Just Checking: Scenes from the Life of an Obsessive-Compulsive by Emily Colas
Relatively rare and often misunderstood, obsessive compulsive disorder is no laughing matter—except when it is. Like a lot of people with OCD, Emily Colas knew that the unshakeable worries and bizarre little rituals consuming her life were abnormal, but she was afraid to get help. She did her best to cover it all up, but eventually it became too much to bear. Her memoir, Just Checking, is a surprisingly funny and insightful look at what happened when it all started to fall apart.
The Meaning of Anxiety by Rollo May
Pioneering existential psychologist Rollo May experienced the weight of anxiety first-hand while receiving treatment for tuberculosis at a sanitorium. His time there led him to believe that anxiety is necessary for personal development, and learning to cope with it leads to healthy self-realization. According to May, anxiety can sharpen our creativity, relieve boredom and keep us from becoming dull and unimaginative. May’s ideas aren’t as well accepted as they were when he introduced them in 1950, but they remain excellent food for thought.

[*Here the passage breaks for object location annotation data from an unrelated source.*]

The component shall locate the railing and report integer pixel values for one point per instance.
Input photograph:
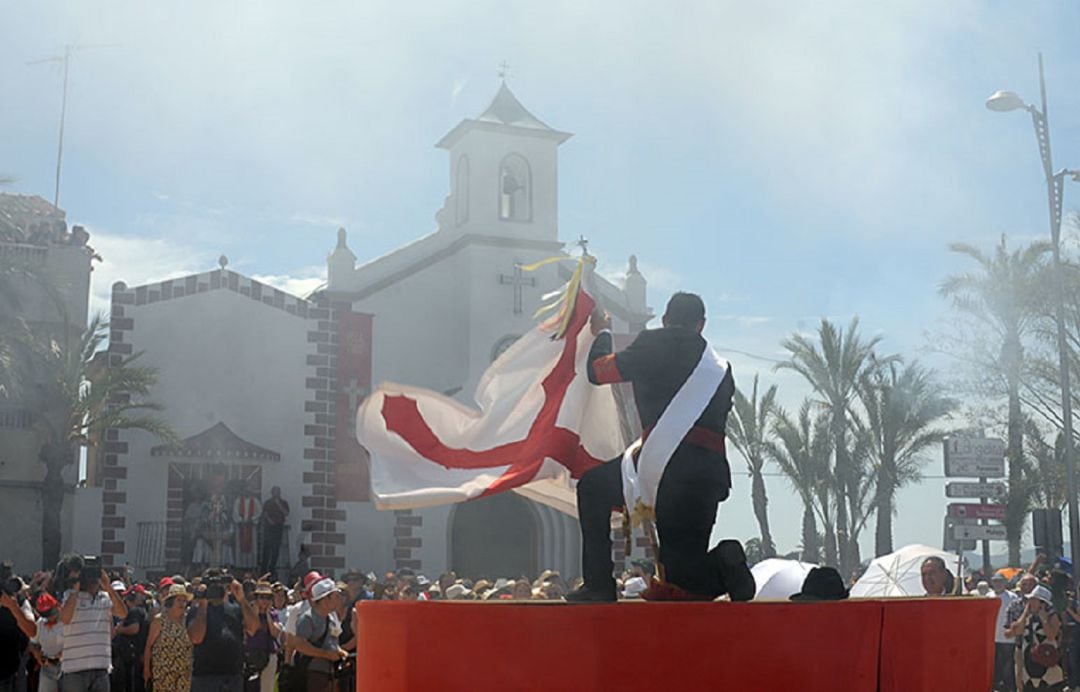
(151, 541)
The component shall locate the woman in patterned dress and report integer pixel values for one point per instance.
(1039, 627)
(167, 657)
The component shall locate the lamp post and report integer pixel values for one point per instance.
(1002, 102)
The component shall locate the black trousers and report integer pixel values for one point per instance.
(1004, 667)
(694, 483)
(271, 548)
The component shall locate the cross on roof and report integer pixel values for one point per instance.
(517, 280)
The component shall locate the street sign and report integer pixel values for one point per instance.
(971, 511)
(949, 544)
(974, 458)
(964, 489)
(989, 532)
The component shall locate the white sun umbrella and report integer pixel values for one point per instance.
(779, 579)
(900, 573)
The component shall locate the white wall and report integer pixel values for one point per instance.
(220, 357)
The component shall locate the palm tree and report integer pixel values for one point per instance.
(77, 398)
(1003, 294)
(1045, 473)
(901, 406)
(801, 448)
(833, 364)
(750, 429)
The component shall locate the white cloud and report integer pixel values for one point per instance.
(319, 219)
(300, 283)
(137, 261)
(743, 320)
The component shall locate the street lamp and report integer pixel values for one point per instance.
(1003, 102)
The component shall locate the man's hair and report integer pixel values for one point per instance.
(937, 561)
(685, 310)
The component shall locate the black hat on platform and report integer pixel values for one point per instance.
(822, 583)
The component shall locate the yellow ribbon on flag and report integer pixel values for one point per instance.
(567, 298)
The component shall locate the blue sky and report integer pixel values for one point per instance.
(786, 160)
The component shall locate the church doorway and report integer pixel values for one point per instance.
(495, 537)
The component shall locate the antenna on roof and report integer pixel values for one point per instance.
(65, 59)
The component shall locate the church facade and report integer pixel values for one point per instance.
(264, 385)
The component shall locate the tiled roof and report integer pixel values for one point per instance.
(27, 218)
(216, 443)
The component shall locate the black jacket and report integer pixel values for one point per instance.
(658, 363)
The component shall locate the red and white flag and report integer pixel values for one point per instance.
(539, 424)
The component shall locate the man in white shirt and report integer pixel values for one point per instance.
(86, 614)
(48, 643)
(1003, 646)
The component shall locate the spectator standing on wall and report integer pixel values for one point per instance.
(167, 656)
(217, 626)
(1004, 647)
(316, 636)
(86, 615)
(274, 515)
(260, 649)
(48, 643)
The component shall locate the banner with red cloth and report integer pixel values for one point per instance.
(352, 477)
(539, 424)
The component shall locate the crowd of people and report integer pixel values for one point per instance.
(81, 627)
(1037, 633)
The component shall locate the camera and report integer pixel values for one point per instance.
(216, 584)
(91, 571)
(9, 583)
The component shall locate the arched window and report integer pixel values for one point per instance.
(461, 191)
(515, 189)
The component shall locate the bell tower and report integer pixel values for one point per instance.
(503, 173)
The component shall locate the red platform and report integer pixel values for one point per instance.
(856, 646)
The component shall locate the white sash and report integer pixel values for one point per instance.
(639, 485)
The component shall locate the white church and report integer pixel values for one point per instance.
(264, 385)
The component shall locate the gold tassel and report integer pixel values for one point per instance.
(567, 298)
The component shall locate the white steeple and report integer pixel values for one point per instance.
(635, 287)
(503, 165)
(340, 266)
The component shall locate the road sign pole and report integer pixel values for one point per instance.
(986, 544)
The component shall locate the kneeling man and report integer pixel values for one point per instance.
(683, 391)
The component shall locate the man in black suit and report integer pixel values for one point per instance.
(697, 477)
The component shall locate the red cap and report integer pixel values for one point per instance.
(137, 588)
(45, 602)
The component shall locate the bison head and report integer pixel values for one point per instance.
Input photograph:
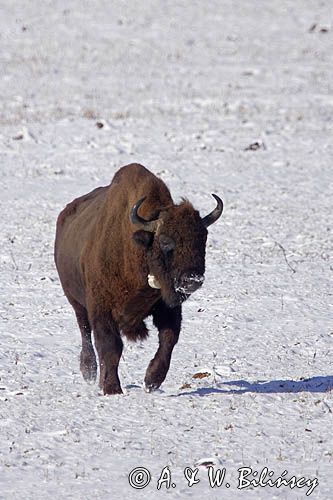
(175, 244)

Monkey Mind: A Memoir of Anxiety by Daniel Smith
Always a nervous, sensitive kid, Daniel Smith grew into an anxious adult. Monkey Mind is the story of how he came to understand his condition and the ways that it informed his life. Hilariously self-effacing, thought-provoking, and insightful, Smith’s memoir communicates the absurdity and frustration of anxiety in an approachable, enjoyable fashion.
My Age of Anxiety: Fear, Hope, Dread, and the Search for Peace of Mind by Scott Stossel
Inspired by his own personal struggles with anxiety, Scott Stossel’s book My Age of Anxiety is a deep dive into the history of an elusive condition and the myriad efforts made at treating it. From the ancient observations of philosophers and pedants to the cutting edge medical breakthroughs behind today’s anti-depressants, My Age of Anxiety covers serious ground in exploring a universal, but poorly understood, condition.